Сказка для двоих - Буренина Кира - Страница 26
- Предыдущая
- 26/33
- Следующая
— Мда, — журналист сложил пухлые ладони перед грудью, — немецкая пресса — это хорошо. Неужели у вас, не как у официального лица, а просто как у человека, нет ни одного своего слова для того, чтобы описать министра?
— Есть, — улыбнулась Лана, — но статья в газете не о министре, верно? — И она встала.
— И на том спасибо. — Журналист поднялся и стал проворно запихивать свои вещи в видавший виды рюкзак. — Думаю, что завтра материал появится.
— Угу, — Лана вышла в коридор, — перед тем, как его сдать, не забудьте прислать нам. Пропуск можно отметить у секретаря.
Она сухо попрощалась и вышла. После этого разговора Светлана никак не могла отделаться от чувства гадливости. «На воре и шапка горит, — стала успокаивать себя Лана, — как услышала имя Соколова, так и сомлела». Она нервно распечатала пачку сигарет и вышла покурить в холл.

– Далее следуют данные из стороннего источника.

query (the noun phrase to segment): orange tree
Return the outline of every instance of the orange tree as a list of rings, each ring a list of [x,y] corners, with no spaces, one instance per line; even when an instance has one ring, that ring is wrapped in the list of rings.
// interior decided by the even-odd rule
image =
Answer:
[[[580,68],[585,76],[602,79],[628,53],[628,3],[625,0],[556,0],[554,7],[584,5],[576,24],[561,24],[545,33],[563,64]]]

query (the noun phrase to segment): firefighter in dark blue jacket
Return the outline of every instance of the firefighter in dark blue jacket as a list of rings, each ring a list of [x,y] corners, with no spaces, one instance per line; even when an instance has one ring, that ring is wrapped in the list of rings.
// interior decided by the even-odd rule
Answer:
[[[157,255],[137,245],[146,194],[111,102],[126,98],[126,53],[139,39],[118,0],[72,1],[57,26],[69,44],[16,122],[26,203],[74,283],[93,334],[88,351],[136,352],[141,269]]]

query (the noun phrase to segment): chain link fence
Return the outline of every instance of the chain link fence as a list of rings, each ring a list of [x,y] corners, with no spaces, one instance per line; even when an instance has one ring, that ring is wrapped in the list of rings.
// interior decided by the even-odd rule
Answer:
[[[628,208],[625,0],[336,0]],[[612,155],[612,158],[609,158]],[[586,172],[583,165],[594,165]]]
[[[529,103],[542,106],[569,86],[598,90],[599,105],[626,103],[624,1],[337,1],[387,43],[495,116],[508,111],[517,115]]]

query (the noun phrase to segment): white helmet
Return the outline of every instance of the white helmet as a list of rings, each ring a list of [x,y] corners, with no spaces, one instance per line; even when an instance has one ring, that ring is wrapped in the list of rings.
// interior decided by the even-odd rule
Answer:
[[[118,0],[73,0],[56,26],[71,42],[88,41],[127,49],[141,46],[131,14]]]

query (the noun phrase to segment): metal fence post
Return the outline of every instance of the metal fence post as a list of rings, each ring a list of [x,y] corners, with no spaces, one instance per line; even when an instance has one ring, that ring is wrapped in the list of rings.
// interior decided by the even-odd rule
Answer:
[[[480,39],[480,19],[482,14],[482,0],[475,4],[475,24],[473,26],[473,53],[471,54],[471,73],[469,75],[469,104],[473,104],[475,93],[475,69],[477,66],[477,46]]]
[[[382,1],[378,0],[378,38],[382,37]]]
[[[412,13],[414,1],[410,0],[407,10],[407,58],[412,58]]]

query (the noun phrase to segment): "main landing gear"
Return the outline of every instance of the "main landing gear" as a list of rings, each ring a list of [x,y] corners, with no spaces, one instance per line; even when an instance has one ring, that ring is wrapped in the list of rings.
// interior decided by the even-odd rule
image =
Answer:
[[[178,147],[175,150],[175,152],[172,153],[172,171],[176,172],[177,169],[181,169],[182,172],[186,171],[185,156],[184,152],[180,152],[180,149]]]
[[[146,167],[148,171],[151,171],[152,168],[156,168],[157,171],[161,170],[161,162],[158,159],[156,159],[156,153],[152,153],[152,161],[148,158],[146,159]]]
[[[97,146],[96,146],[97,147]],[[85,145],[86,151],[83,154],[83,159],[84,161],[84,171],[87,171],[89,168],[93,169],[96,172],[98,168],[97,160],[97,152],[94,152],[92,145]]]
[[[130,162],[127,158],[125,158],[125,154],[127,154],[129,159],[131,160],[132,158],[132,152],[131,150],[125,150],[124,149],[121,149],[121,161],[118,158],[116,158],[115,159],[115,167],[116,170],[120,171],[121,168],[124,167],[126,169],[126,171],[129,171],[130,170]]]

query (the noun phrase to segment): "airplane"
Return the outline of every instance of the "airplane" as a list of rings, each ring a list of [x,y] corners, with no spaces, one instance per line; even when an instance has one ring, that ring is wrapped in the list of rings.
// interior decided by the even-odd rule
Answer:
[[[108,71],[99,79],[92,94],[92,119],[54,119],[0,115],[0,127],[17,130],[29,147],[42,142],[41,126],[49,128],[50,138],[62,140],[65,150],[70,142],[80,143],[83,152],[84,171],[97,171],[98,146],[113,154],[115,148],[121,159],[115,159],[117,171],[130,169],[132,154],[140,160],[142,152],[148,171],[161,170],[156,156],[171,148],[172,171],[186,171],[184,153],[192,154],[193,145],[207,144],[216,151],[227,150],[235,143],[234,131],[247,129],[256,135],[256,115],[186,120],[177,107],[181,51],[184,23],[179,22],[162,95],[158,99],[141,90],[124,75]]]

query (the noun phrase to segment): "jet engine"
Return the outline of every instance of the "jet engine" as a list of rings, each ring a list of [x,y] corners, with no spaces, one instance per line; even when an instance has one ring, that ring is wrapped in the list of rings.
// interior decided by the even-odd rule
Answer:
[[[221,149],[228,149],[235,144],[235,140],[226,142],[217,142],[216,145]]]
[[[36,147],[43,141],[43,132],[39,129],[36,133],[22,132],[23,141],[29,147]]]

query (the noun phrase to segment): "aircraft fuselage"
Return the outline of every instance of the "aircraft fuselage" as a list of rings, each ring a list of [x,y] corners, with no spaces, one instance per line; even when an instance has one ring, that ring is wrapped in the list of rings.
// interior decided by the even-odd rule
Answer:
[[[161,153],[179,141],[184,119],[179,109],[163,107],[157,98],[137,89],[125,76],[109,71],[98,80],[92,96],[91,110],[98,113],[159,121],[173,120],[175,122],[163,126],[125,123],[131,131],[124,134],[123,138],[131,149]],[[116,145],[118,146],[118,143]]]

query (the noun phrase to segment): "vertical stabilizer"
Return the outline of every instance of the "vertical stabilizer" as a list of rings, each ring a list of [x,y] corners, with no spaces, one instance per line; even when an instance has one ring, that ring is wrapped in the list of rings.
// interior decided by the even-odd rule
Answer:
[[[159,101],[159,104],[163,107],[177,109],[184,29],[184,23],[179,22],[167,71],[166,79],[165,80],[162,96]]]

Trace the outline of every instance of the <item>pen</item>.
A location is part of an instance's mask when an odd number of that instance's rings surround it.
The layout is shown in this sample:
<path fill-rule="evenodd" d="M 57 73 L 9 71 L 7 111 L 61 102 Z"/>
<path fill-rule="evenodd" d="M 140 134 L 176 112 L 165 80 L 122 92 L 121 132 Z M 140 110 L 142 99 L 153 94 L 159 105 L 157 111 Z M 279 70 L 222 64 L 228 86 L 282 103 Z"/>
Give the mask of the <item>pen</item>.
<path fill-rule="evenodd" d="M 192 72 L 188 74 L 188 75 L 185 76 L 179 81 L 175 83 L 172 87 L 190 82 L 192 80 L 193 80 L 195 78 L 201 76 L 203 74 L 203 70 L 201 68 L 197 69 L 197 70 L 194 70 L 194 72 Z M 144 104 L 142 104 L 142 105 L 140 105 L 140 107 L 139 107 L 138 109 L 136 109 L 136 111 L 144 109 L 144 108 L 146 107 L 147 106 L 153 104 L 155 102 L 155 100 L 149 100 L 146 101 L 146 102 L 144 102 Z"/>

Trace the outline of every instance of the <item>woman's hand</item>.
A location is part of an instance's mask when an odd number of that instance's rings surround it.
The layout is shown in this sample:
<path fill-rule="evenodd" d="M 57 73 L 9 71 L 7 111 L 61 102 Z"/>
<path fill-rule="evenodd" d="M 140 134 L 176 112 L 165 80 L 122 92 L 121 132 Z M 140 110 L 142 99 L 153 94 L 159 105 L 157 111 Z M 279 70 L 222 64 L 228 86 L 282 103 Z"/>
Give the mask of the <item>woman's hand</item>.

Комитет по экологии занимал два крыла на двадцать седьмом этаже здания мэрии, некогда принадлежавшего СЭВ. Курить сотрудникам разрешалось только в холлах у лифтов. Эти просторные холлы являлись «переплетом»-основанием стеклянных «страниц» этого здания-книжки. С двадцать седьмого этажа открывался удивительно красивый вид на Москву. Москва всегда была разной: рано утром — пастельно-нежной, в пасмурный день — мрачно-солидной, неистовой в часы заката и празднично-расцвеченной в угольные вечера.
— Вы еще здесь! — обрадовался журналист, выходя в холл. — Покурим? Ух как красиво! Я так понимаю, что прямо перед нами гостиница «Украина», а справа — университет?
— Да, а чуть ниже Новодевичий монастырь.
— Мне нравится панорама реки, такая широкая и величественная.
— А вы можете представить себе, какая двести лет назад здесь была разбойная глушь? Вон там слева, за домом с рекламным щитом на фасаде, Проточный переулок. Туда заводили пьяных прохожих, грабили и раздевали.
— Как вы хорошо знаете историю, — пробормотал журналист.
— Я люблю представлять себе на месте современного города старую Москву. Это так увлекательно. — Лана осеклась. «Чего это я вдруг разоткровенничалась?» — мелькнуло у нее.
— Красота! — Журналист с удовольствием причмокнул губами. — Но мне пора. Еще раз до свидания.
Он шагнул в металлический куб подошедшего лифта, двери бесшумно закрылись, и лифт ухнул вниз.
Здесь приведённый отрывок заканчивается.